Right now I have Phillip who is a big eared plakat type (I think). He is extremely active. I am going to give him more room in a 20 gallon in a week or 2.

That will allow me to get another betta :redyay:

I don't want to put another super active betta in the 5 gallon so I was wondering if the longer the tail, the slower the fish?


----------



## MrVampire181 (May 12, 2009)

Poorly bred HM bettas are the worst since their body types are not strong enough for their fins and their rays can't hold their fins.


----------



## registereduser (Jul 30, 2010)

How about veil tails? Are they usually lay abouts or do they zoom around? generally speaking.


----------



## JBosley (Jan 28, 2012)

registereduser said:


> How about veil tails? Are they usually lay abouts or do they zoom around? generally speaking.


My 3 Veil tails were VERY lazy haha :-D


----------



## underdebate (Jan 26, 2012)

I think with VTs it depends a lot on the personality (although you could say that for any fish, really)-- I've had very relaxed VTs before, and I've had others that are crazy-active. Currently I have a VT and a HM who have about the same activity level, but the HM has, um.. a wider turning radius. ;-) Unlike most fish who'd be happy to, you know, swim around the whole tank, he often decides he wants to do a 180 degree turn so he can sit on the leaf DIRECTLY BEHIND HIM (as opposed to the fifteen other leaves available), and due to the size of his fins the process will often take a hilariously long amount of time.


----------



## Luimeril (Dec 29, 2010)

most active of mine have always been my females, and short-tails like Plakats. laziest........ i've never had a lazy betta! lol even my deltas were active. but, i guess they were less active than my females...


----------



## Micho (Aug 22, 2011)

I think HMs are the least actives, they have so much baggage to carry around that it's tough for them.


----------



## jasonh (Feb 11, 2012)

registereduser said:


> How about veil tails? Are they usually lay abouts or do they zoom around? generally speaking.

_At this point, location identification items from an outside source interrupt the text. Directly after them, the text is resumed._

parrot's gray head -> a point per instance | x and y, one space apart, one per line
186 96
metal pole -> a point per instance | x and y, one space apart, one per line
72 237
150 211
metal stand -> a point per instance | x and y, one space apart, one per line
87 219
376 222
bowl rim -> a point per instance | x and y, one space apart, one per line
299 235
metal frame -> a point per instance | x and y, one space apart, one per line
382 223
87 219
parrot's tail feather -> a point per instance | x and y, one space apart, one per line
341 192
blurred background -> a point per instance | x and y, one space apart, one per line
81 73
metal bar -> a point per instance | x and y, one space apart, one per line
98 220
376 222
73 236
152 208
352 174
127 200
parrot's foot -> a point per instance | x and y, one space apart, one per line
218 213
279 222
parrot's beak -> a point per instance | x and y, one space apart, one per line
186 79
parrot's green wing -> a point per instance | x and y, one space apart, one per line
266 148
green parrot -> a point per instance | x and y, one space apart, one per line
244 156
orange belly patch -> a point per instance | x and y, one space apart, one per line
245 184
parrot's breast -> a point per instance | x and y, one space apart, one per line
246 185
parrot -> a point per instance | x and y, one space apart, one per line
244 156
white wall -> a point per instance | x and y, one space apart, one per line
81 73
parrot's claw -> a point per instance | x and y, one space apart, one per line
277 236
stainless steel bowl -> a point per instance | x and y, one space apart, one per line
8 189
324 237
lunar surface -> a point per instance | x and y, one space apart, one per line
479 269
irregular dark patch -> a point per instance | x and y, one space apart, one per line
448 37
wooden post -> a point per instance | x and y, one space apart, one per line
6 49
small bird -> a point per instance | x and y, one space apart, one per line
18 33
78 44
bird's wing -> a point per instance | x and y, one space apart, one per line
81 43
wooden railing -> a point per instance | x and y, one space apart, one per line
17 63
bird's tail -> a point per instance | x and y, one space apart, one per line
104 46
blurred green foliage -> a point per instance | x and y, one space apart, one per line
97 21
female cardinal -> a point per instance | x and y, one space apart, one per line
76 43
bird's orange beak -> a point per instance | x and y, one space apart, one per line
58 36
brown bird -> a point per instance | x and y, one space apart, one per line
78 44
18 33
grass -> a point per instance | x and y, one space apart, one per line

it depends on the personality. the red one in my avatar used to just find places to sit. 

now i have a blue VT and he doesnt sit still unless he's sleeping. he's swimming fast back and forth and going in between rocks and chasing around shrimp. he's in a long 10gal and loves it.


----------



## Karen208 (Apr 1, 2012)

My Veil Teil is very active. He never stops. I don't even know if he sleeps LOL. He loves the little bit of current in his 5 gallon tank. Just swims all day in the back where there's a little current. So definitely seems like a personality thing with Veil Teils.


----------



## registereduser (Jul 30, 2010)

I bought a delta tail, I'll let you know how it goes :-D


----------



## littlegreen (Mar 11, 2012)

You could always divide the 20 gallon. 8) I'm sure that your current betta would be happy with 10 gallons.


----------



## registereduser (Jul 30, 2010)

I think I made the right choice! Irving the delta tail moves much slower and even has a more expressive face and eyes than Phillip does. He is enjoying the 5 gallon and Phillip is tearing around the 20 gallon :lol:


----------